Nasional Mondial Ekonomi Megapolitan Olahraga Rona The Alun-Alun Kupas Splash Wisata Perspektif Wawancara Edisi Weekend Foto Video Infografis

Rencana Tiongkok Bangun Kapal Nuklir di LTS Berisiko pada Lingkungan

Foto : ANTARA/Xinhua/Rao Bin/Xinhua

Ilustrasi. Foto dari udara dengan menggunakan drone pada 12 Mei 2024 ini memperlihatkan sejumlah kapal Penjaga Pantai Tiongkok berlayar saat pelatihan di Laut Tiongkok Selatan.

A   A   A   Pengaturan Font

WASHINGTON - Militer AS telah memperingatkan Tiongkok yang akan melanjutkan pengembangan reaktor nuklir terapung di Laut Tiongkok Selatan (LTS) untuk memperkuat klaimnya atas wilayah maritim yang disengketakan. Para analis mengatakan rencana untuk membangun kapal dengan sumber tenaga nuklir bergerak akan meningkatkan ketegangan dengan negara-negara tetangga dan menimbulkan risiko terhadap lingkungan.

Laporan media Tiongkok menggambarkan platform tenaga nuklir laut sebagai pembangkit listrik kecil di dalam kapal yang akan bertindak sebagai "bank daya" bergerak di laut untuk fasilitas stasioner dan kapal lainnya. Beijing telah menghentikan proyek tersebut setahun yang lalu karena masalah keselamatan dan efektivitas, lapor SouthChina Morning Post.
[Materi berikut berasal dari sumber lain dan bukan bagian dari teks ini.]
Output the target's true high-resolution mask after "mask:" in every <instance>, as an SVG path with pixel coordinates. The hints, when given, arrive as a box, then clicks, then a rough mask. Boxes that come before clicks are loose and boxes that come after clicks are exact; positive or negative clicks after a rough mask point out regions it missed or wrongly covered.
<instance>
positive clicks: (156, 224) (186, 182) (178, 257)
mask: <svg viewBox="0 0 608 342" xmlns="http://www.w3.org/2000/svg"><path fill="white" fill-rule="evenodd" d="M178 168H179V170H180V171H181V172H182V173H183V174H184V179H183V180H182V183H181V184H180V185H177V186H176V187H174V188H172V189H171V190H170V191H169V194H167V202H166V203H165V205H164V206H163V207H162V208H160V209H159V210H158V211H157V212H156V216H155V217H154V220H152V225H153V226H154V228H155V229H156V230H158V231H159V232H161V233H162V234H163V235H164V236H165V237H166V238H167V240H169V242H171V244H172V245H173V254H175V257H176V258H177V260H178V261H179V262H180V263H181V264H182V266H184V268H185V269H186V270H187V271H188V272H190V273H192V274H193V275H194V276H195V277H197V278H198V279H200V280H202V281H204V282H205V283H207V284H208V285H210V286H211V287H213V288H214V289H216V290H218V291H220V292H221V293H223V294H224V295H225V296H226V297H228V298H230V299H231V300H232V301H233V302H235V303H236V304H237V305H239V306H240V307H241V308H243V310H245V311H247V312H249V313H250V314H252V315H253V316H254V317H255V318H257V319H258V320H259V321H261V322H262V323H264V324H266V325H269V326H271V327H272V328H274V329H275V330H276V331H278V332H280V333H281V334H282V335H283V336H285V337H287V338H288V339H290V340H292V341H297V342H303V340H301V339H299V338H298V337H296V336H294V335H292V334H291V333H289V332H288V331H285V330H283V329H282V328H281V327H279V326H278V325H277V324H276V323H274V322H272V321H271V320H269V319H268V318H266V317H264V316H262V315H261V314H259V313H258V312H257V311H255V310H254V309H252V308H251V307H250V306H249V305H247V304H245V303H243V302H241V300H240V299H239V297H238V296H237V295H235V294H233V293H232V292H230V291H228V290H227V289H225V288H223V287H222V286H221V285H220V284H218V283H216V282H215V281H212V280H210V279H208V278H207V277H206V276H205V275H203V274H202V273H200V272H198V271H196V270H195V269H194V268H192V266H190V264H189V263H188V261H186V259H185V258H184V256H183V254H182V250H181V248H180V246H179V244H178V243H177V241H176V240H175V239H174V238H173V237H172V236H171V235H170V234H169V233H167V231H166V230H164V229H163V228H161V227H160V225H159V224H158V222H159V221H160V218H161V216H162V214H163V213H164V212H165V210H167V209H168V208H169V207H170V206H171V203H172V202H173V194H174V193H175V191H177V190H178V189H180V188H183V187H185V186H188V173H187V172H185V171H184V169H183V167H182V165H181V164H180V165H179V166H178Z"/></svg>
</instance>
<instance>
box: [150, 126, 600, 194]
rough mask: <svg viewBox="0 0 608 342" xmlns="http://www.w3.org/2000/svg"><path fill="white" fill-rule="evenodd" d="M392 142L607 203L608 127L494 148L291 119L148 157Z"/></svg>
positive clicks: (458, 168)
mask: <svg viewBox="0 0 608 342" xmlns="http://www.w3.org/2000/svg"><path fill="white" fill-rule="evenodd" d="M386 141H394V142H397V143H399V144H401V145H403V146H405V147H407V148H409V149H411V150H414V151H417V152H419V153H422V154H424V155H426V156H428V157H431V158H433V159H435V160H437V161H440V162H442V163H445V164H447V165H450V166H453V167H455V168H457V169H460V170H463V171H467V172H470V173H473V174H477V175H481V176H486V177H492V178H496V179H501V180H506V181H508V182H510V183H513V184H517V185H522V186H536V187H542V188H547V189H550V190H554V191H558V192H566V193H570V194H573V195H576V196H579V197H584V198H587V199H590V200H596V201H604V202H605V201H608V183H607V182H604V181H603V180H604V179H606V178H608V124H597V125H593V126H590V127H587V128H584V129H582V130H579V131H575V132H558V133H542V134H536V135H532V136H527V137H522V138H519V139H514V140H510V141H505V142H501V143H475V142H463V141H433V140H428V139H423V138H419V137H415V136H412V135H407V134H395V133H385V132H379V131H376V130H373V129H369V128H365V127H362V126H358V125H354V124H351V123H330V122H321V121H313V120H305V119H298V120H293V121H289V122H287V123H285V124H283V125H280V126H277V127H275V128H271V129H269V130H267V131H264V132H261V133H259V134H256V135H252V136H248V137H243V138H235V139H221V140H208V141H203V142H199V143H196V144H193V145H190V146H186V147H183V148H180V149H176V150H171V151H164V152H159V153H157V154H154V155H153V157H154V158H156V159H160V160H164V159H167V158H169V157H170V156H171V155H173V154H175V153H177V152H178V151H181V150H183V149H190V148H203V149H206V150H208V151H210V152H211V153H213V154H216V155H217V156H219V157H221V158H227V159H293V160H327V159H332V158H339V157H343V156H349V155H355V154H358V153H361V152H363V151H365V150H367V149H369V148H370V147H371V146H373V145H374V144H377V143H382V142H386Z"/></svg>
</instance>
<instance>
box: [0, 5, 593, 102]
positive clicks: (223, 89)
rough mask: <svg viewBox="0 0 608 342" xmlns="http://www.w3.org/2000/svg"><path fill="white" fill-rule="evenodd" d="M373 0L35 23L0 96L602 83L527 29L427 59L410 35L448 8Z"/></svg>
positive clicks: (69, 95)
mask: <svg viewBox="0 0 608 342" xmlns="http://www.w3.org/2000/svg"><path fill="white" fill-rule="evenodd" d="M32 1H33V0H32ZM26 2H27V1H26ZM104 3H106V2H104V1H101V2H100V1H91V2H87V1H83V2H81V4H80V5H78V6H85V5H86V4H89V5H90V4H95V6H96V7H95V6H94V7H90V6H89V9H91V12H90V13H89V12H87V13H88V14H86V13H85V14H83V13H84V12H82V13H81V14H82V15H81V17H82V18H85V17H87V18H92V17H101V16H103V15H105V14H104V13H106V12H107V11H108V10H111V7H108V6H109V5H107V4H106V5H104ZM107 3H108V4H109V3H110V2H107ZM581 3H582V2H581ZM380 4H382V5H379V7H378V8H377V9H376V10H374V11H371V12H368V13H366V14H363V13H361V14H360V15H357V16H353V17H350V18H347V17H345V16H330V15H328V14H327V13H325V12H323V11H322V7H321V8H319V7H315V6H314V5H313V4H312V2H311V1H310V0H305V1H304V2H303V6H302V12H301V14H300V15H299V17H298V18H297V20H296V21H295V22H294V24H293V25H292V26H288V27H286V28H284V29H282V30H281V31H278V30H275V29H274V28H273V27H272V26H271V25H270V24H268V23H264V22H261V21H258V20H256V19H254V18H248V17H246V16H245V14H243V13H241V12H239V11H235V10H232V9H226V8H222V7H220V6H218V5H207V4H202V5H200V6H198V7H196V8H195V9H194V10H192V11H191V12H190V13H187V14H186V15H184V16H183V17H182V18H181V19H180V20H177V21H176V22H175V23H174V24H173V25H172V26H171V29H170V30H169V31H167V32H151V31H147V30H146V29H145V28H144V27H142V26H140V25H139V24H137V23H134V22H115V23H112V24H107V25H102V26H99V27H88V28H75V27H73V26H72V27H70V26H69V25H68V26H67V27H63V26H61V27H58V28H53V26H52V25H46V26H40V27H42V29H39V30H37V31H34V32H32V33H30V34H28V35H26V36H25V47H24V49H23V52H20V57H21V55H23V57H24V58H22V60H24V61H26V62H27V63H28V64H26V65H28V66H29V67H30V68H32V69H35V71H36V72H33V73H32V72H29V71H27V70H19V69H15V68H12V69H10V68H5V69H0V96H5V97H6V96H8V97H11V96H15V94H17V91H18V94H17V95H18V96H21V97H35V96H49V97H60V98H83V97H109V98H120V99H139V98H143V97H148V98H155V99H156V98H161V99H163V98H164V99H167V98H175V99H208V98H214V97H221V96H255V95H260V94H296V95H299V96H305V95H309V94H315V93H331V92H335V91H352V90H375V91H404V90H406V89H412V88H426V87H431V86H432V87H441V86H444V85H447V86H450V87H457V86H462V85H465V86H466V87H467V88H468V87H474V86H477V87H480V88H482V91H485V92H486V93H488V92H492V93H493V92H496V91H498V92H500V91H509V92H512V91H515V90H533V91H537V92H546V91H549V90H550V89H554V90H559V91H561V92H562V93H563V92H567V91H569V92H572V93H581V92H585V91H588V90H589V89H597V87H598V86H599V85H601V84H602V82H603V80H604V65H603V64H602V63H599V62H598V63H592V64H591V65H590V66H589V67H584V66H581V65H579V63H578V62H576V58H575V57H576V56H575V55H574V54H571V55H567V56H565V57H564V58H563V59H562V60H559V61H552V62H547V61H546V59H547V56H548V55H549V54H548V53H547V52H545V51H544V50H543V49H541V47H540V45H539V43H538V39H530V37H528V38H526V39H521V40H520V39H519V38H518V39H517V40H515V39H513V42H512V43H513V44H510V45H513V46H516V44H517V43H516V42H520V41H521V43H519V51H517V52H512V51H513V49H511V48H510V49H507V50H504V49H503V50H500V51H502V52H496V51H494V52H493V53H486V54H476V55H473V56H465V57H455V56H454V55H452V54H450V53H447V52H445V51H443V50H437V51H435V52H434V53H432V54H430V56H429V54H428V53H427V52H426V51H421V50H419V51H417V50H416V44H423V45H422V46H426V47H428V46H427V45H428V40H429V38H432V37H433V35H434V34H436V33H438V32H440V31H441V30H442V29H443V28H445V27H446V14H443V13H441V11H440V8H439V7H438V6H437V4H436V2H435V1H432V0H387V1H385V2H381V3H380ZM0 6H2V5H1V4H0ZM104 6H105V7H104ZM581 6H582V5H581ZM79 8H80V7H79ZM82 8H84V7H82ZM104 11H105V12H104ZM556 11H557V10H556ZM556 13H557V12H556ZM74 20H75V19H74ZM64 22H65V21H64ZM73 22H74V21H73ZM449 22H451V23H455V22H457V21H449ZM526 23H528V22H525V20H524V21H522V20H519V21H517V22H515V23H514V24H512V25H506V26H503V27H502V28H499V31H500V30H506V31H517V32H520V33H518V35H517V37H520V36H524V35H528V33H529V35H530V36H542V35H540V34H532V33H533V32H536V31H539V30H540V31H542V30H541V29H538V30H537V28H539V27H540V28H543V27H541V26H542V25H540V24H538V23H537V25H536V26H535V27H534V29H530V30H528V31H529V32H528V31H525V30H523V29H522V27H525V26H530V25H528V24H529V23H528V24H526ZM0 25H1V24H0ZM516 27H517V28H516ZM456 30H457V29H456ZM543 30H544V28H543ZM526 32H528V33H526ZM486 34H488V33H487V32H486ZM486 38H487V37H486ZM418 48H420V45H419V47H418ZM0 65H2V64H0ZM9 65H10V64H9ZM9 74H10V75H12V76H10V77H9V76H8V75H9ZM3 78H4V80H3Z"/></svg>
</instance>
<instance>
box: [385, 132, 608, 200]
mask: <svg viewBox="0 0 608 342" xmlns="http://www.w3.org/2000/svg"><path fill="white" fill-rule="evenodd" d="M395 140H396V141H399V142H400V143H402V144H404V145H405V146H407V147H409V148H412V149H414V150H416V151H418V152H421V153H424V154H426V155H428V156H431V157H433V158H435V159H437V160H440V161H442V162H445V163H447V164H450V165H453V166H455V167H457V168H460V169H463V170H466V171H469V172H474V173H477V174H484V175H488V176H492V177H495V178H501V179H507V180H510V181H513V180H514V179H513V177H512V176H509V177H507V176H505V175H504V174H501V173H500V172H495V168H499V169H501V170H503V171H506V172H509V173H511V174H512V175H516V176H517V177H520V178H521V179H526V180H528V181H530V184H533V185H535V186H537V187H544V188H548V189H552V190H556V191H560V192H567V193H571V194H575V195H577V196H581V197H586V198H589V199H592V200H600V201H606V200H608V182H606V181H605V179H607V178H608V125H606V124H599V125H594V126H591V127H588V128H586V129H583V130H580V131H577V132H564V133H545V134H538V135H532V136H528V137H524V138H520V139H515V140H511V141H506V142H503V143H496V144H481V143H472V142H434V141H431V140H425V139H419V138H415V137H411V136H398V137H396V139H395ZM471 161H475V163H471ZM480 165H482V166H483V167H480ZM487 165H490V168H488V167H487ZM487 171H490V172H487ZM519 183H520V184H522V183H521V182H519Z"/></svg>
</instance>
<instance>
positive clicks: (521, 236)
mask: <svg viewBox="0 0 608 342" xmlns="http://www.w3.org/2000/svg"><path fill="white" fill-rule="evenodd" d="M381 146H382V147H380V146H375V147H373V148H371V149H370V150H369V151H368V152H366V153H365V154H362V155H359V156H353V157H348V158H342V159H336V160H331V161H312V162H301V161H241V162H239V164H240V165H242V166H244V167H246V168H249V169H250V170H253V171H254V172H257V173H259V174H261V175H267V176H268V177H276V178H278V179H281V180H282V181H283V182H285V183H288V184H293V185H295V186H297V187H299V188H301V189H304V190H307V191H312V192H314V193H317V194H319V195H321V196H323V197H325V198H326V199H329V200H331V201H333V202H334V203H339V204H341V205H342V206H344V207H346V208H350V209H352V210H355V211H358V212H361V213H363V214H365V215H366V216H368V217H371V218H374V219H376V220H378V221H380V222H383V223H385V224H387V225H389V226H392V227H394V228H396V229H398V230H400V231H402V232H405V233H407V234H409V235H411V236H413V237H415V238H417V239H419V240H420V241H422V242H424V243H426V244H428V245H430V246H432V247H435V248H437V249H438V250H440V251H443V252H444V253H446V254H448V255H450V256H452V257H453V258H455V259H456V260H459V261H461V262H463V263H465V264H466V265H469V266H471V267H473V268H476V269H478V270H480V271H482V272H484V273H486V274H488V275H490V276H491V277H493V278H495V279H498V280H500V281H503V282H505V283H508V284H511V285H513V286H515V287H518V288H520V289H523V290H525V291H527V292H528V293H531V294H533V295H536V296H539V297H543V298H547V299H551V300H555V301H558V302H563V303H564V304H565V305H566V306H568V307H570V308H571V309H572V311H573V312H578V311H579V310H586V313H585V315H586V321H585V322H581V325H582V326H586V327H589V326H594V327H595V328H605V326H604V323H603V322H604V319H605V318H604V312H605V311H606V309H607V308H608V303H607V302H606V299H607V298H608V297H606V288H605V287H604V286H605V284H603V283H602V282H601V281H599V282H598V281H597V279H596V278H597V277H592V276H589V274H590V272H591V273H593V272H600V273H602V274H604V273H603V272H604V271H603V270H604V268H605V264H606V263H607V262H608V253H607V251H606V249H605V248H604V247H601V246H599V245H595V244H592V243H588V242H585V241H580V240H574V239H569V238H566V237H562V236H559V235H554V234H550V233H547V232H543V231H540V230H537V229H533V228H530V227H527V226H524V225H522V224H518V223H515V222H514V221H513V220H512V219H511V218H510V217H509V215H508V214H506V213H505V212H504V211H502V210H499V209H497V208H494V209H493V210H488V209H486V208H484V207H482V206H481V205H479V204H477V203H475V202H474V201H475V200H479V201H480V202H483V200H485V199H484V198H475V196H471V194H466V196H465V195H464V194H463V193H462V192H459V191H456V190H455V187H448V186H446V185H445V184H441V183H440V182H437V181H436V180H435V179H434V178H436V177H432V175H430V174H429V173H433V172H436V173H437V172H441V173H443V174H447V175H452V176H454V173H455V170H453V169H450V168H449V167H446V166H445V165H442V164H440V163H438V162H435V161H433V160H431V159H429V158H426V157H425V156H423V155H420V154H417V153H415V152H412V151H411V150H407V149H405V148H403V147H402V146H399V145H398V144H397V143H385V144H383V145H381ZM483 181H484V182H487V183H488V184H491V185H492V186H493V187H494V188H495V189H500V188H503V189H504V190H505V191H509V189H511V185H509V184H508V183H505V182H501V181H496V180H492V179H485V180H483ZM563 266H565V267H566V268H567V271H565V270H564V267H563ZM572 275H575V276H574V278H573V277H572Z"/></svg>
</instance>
Namun komandan Komando Indo-Pasifik AS dan pejabat Departemen Luar Negeri AS bulan ini mengatakan Tiongkok masih membangun reaktor terapung untuk memasok listrik ke pulau-pulau yang disengketakan, WashingtonPostmelaporkan.

Meskipun para pejabat AS mengatakan kepadaWashington Postpenempatan reaktor semacam itu akan memakan waktu beberapa tahun, Laksamana John Aquilino mengatakan pengembangan reaktor tersebut akan merusak keamanan dan stabilitas regional.

Kekhawatiran Filipina

Filipina pekan lalu menyampaikan kekhawatiran serupa. Seperti dikutip dari laman VoA, Asisten Direktur Jenderal Dewan Keamanan Nasional Filipina Jonathan Malaya mengatakan Tiongkok akan menggunakan reaktor terapungnya untuk memberi daya pada pangkalan militer yang dibangunnya di pulau-pulau buatan, termasuk yang berada di zona ekonomi eksklusif Filipina.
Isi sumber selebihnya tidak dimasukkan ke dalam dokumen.